Dutch prosecutors are investigating death threats against a lawyer working to provide information about possible Israeli war crimes in Palestinian territories, officials said Thursday.
Nada Kiswanson, the representative of the Palestinian group Al-Haq to the International Criminal Court (ICC) in The Hague, has suffered “continuing death threats and intimidation” since earlier this year, Amnesty International said.
The ICC, the world’s only permanent war crimes court, has opened a preliminary inquiry into possible crimes by both sides in the Palestinian territories.
The Palestinian Authority sparked controversy when it joined the tribunal in January 2015, and Palestinian president Mahmoud Abbas last year visited the court with officials handing over files alleging war crimes during the 2014 Gaza war.
But Israel, which has not signed up to the ICC, has vehemently opposed the Palestinian attempt to trigger a full investigation into any war crimes.

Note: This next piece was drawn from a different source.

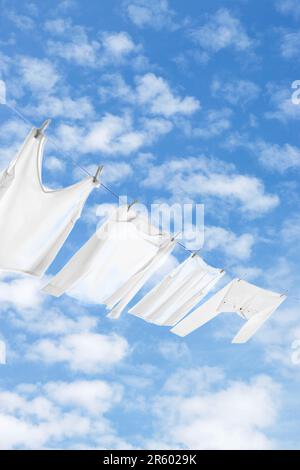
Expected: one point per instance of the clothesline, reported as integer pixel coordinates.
(109, 190)
(85, 170)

“These threats against Nada Kiswanson are completely unacceptable and obstruct her in her work,” Amnesty said in a statement.
Dutch prosecutors confirmed to AFP they are taking reports of the threats “very seriously” and extra protection has been given to her as they “investigate various scenarios”.

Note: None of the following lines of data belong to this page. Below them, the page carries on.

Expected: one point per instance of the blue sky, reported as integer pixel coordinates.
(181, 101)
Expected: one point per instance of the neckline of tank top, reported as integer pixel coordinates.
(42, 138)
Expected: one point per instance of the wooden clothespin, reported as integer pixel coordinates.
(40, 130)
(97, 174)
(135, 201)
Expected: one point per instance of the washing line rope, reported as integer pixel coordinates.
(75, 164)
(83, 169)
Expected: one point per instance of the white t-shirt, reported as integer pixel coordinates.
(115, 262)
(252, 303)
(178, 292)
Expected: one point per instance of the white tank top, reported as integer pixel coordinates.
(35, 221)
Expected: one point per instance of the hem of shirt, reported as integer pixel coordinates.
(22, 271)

It is believed to be the first time that threats have been made against someone working with the ICC in The Netherlands.
Officials from the ICC did not immediately respond to an AFP request for comment.
Dutch media said Kiswanson has both Jordanian and Swedish nationalities.
She told the NRC daily that for months she “has received threatening phone calls at home” in The Hague and was also sent a bunch of “flowers accompanied by an intimidating message”.
The non-governmental Coalition for the ICC said Kiswanson had “reluctantly gone public” after months of intimidation, and called for the Dutch government to publicly condemn the threats.
“Throughout the world, there are increasing attacks against human rights defenders. Those striving to bring justice to all who suffer from genocide, crimes against humanity, and war crimes are crucial to the defence of human rights,” said CICC official William Pace.